Hesabım
    Ben Salvador Değilim
    BEYAZPERDE ELEŞTİRİSİ
    2,5
    Geçer
    Ben Salvador Değilim

    İran sinemasının komik yüzü!

    Yazar: Banu Bozdemir

    İran sinemasının festivaller dolayısıyla genelde farklı yani politik ve hüzünlü tarafına daha hakim olduğumuz aşikar ama birkaç yıl evvel Van'da yapılan İran Filmleri Festivali'ne katıldığımda İran sinemasının korku, komedi ve aşkla harmanlanmış ve ülke içinde fazlaca izlenen popüler filmlerini izleme imkanı bulmuştum. Ben Salvador Değilim (I am not Salvador)  de bu malzemeyi kullanarak komedi yapmaya soyunan filmlerden.

    İran - Brezilya ortak yapımı olan filmin büyük kısmı Brezilya'da geçiyor ama klasik Brezilya görüntülerinin yanından yöresinden geçmeden, belirli mekanlarda işi bitirmişler demek doğru olur. Zaten filmin komedisi yani beslendiği kaynak günahlar ve haram üzerinden gidiyor. Yani 'seks satar'ın başka bir yorumuyla karşı karşıyayız: ‘Seksten kaçar’! Sürekli kadınlardan, onların kendisine dokunaklarını düşünüp gerilen bir adamın dramı demek de doğru olur hikayeye. Ama film bir yandan da kendi ülkesinde abartılan din olgusuyla da dalgasını geçer gibi. Yani sürekli korumacı, baskıcı ve temkinli davranan bir adamın eğlenmeye çalışması bile trajik duruyor.

    Filmin konusuna kısaca değinecek olursak; Naser ülkesinin dini koşullarını fazlaca sahiplenmiş bir adam. Bir gün yaptığı bir iyilik dolayısıyla Brezilya tatili kazanıyor. karısı Elham ve kızı Sogol ile yollara düşen Naser'in başına bir benzerlik (Brezilyalı Salvador) dolayısıyla gelmeyen kalmıyor. Angela isimli Brezilyalı kadının kendisini terk eden kocasına fazlaca benzeyen Naser yalanlar dolanlar ve günahlar arasında bir maceranın içinde buluyor kendisini. Öncelikle hikaye dediğimiz gibi zıtlıklardan ilham alıyor ve orta karar bir komedi dozu taşıyor. Hadi Manouchehr imzası taşıyan filmin bir diğer özelliği de yönetmenin eşi Nekta Naser'in de filmde rol alması. Hatta yönetmenin diğer filmlerine baktığımızda Naser'in yönetmenin bir numaralı oyuncusu olduğunu görüyoruz. Naser’i canlandıran Reza Attaran da İran'ın tanınan oyuncularından ve aynı zamanda yönetmenlik yapıyor.

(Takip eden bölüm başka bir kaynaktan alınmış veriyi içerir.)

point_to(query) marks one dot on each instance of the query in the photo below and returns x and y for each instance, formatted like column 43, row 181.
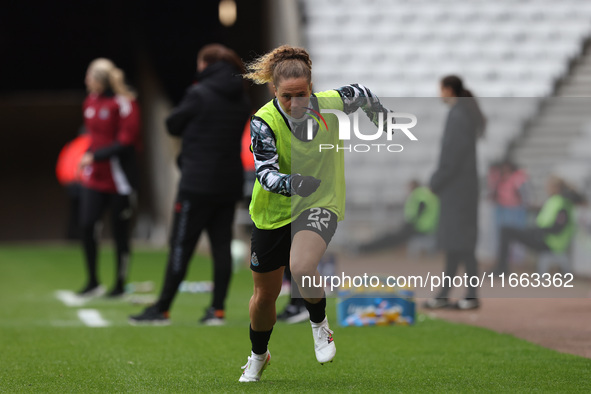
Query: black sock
column 317, row 311
column 260, row 340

    Film dediğim gibi popüler İran sineması örneği. Yani kadınla erkek arasındaki dozu sessizce korumak yerine ciyak ciyak bağırıyor ve bundan bir komedi yaratıyor. Aslında İran komedisinin yasaklar ve günahlar üzerinden olmasının beni biraz üzdüğünü söylemeliyim. İran komedisinde daha zekice hamleler görnek isterdim. Ama bir yandan da bizde bu sene bir hayli fazlaca karşımıza çıkan kötü komedi filmlerini de es geçmek istemiyorum.Yani gerçek komediye ulaşmak bir hayli zorlu ve herkes elindeki malzemeyi evirip çevirip kullanmak zorunda. O yüzden filmin süresi kısa olmasına rağmen hikaye uzuyor ve sürekli bir amaca doğru uzanmaya çalışıyor. Yüklü bir meblağ para üzerinden kurulan komedinin ve sonrasında bu paranın ulvi amaçlarla taçlandırılma konusunu Recep ivedik'in son filmine benzetmedim desem yalan olur. Yani boş, amaçsız bir komedi filmi çekmektense bir amacının olması herkesi rahatlatmış gibi. Sonuçta İran'ın komedi yanına uzanmak için farklı bir deneyim olabilir diyelim.